そんな素朴で深い疑問を多くの者に残したこの事件だったが、ディルムッドを看護師萌えの境地に送った事以外には、
大した余波も生む事は無かった。
後に、彼がナースエンジェルSOS事件を起こす事も含めて完全に余談である。
だが、今回の事件に密かに影響されたものがいた。
そう、蜂蜜の女王メイヴだった。
「何あれ、あざとい…。そう、普段はあっさりした態度と冴えない服をアピールしておいて、
時折見せるあざとさで落したのね」
ケ○ト姉妹の妹の方は、夫に惚れられたときは、普通に何時ものセンスの無い魔法戦士装束だったが、
そんな事を知らないメイヴは、彼女に振り向かなかった男がいたのは、
彼が看護師衣装にしか欲情できないのが理由なのだったのかと判断した。
その結果、メイヴはナース服を常に着用するようになった。
勿論、ナイロン生地のコスプレ染みた丈の短いナース服だ。
そして、その奇行は更に感染した。
姉の方もピッチピッチのサイズ小さ目のタイツの様なナース服を着用し始めた。
こういうのが妹の旦那の好みだと、メイヴが言っていたのを聞いたからだ。
それは、なんというか、色んな意味でキツ過ぎた。
ケルト女王3人衆がそれぞれのナース服で身を包む。
圧巻というよりかはカオスだった。
その様にケルトの英雄は頭を抱え、その伯父は眼福だと喜んだ。
何処かの妹は自分よりセンスの無い姉の衣装を失笑していた。
だが、彼女は気が付いていない。
傍から見れば、自分の衣装こそがアレなんだ…。そう思われていることを。
更に、妹本人だけでなくケ○トへの熱い風評被害も沸き起こった。
イギリス勢は、火を通してしまえば何でも食べられると思われていると同様に、
アイルランド勢は、服を脱がしてしまえば、どうせやる事は同じだから一緒だと考えているんだな、と思われ始めてきたのだ。

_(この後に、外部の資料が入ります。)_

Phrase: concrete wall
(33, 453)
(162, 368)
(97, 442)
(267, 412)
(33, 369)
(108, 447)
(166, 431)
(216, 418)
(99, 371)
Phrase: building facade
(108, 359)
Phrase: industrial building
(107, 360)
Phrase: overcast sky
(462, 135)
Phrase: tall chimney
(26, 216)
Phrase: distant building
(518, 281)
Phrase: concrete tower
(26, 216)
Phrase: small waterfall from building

だが、在る時彼女のセンスへの周囲の印象が、更に大きく変化する事態が起きた。
聖杯の欠片とケル○な姉の所業により、夏の無人島へと向かうになったカルデアの人々。
それぞれが姉の仕業により、露出度の高い水着衣装に姿を変えられた。
妹は、姉に霊器を弄られるのは御免だと、弄られる前に自分でその姿を変えた。
具体的には、魔法騎士と書いてマジックナイトと呼ぶ。
即ち、
海に入る為の水着を着るという事を、水中戦に特化したロボットの中に入るという事と結びつけた。

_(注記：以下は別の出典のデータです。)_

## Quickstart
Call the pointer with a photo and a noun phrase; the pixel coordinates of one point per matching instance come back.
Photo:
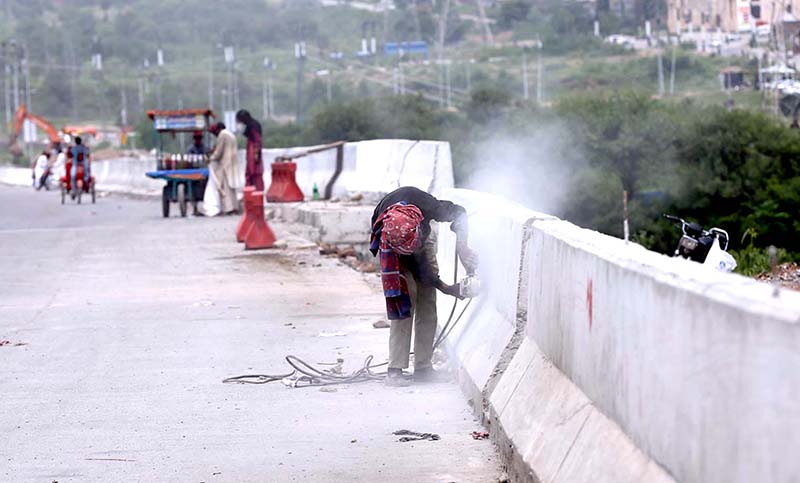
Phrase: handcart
(186, 174)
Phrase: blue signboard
(400, 48)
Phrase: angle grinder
(470, 286)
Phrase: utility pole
(539, 76)
(266, 88)
(227, 101)
(469, 75)
(487, 29)
(6, 85)
(211, 81)
(236, 89)
(270, 97)
(447, 80)
(402, 80)
(417, 26)
(525, 93)
(123, 114)
(264, 98)
(300, 55)
(141, 94)
(27, 74)
(328, 90)
(442, 37)
(672, 74)
(15, 73)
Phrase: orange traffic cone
(259, 235)
(245, 222)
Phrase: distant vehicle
(624, 40)
(709, 247)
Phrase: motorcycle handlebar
(674, 218)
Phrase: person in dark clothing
(254, 169)
(402, 235)
(197, 147)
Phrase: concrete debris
(787, 275)
(346, 252)
(15, 344)
(327, 249)
(332, 334)
(415, 436)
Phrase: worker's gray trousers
(423, 319)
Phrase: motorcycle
(709, 247)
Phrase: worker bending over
(401, 233)
(224, 168)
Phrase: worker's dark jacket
(432, 209)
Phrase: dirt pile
(787, 274)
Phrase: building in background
(728, 15)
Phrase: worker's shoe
(427, 374)
(396, 378)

海=足を奪う砂地と、潜み隠れる場所がある水中。そう捉えるところが戦闘民族らしいと言えばらしいが、
他のサーヴァント達が水着を着てはしゃいでいる中、その背景に巨大ロボットがいるというのは何ともシュールである。
実はロボットの中では、制服の様な衣装を着ているのだが、
この異変解決の間、ロボットから降りる事は殆ど無かったので、
ケ○トの一部では、鋼鉄のロボットの事を水着と言うのだと、カルデアでは益々ケ○トのセンスに疑問符を抱く者が増加した。